Photo taken 12/1/22, 7:40 a.m.

This is the journal she gave me for Christmas two years ago. She’d thought it would be something that would help me get back to writing again. Instead, it became our medical journal: the logbook tracking all her appointments, medications, conversations with her doctors, blood pressure, vitals, etc., etc., etc. One of her doctors got into the habit of asking me to recap what had happened in previous appointments, as I kept better and more detailed records than his clinic staff did. But I began to get worried. I was running out of blank pages. Either I was going to have to buy another journal, or…

On the day she died, there were just two blank lines left at the bottom of the last page in this book. 

Karen wouldn’t want me to mope. She wouldn’t want me to be blundering around this house, wondering What do I do now? Last summer she told me she wanted me to start taking applications from women seeking the position of The Next Mrs. Bethke, so that she could interview them and pick the right one for me. I think she was kidding. She did have the gift of always being able to keep me off-balance and guessing, and the habit of saying outrageous things just to see if I was paying attention or to see what kind of reaction she’d provoke. She said I needed a woman to keep me in line. 

She was wrong. I don’t need “a” woman. I need her.

But I don’t have her now, and never will again. 

So tonight, I’ll finish decorating the Christmas tree, and then take some time to be mopey and sentimental. Tomorrow, I’ll start the day as has become my habit lately, with a cup of coffee and a good cry. Then, after that…

Well, I’ll figure out something.

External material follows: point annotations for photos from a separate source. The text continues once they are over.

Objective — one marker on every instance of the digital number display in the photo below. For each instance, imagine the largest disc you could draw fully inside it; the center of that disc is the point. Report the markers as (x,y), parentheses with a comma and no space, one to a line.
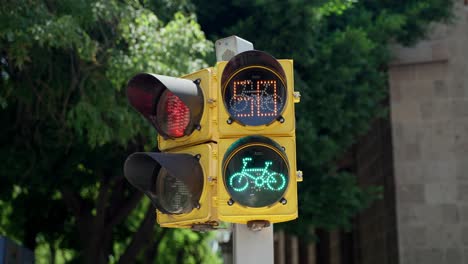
(256,176)
(255,96)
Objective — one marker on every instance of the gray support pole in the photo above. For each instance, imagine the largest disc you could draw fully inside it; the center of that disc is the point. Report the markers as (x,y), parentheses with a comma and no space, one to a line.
(252,247)
(249,247)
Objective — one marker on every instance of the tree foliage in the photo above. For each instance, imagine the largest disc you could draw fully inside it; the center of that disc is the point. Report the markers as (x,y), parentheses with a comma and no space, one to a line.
(68,127)
(341,52)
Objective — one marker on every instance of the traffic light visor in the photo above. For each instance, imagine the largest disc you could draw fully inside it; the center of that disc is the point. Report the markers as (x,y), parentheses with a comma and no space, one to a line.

What was I doing before everything went to Hell? I’m sure I left myself some notes, somewhere around here.

In the meantime, let me leave you with this photo. In my mind’s eye she will always be that skinny, gawky, kinda nerdy girl I first met on a beach in 1969 and developed such a huge crush on—and the girl in the front seat of the canoe as we went paddling into some ridiculous impassable bog or river—and the gal who took crazy risks while rock-climbing—and the woman who could barely wait for me to get the fish off the hook before she started planning how she was going to cook it—and the three-month’s-pregnant wife helping me gut a deer (Morning sickness? Not for this lady!)—and the doting, loving, grandmother—but most of all, she’ll always be the beautiful, elegant lady that nerdy reckless girl could choose to become, whenever it amused her to do so.

No wonder I was so hopelessly in love with her.





 


5 comments:

Anonymous said...

Thank you for sharing this.

Anonymous said...

Thank you for sharing this.

Anonymous said...

Beautiful

Leterren said...

A very moving tribute, thank you for giving us this glimpse into your soul

Elise Stephens said...

My heart aches for you and your family. You are in my prayers.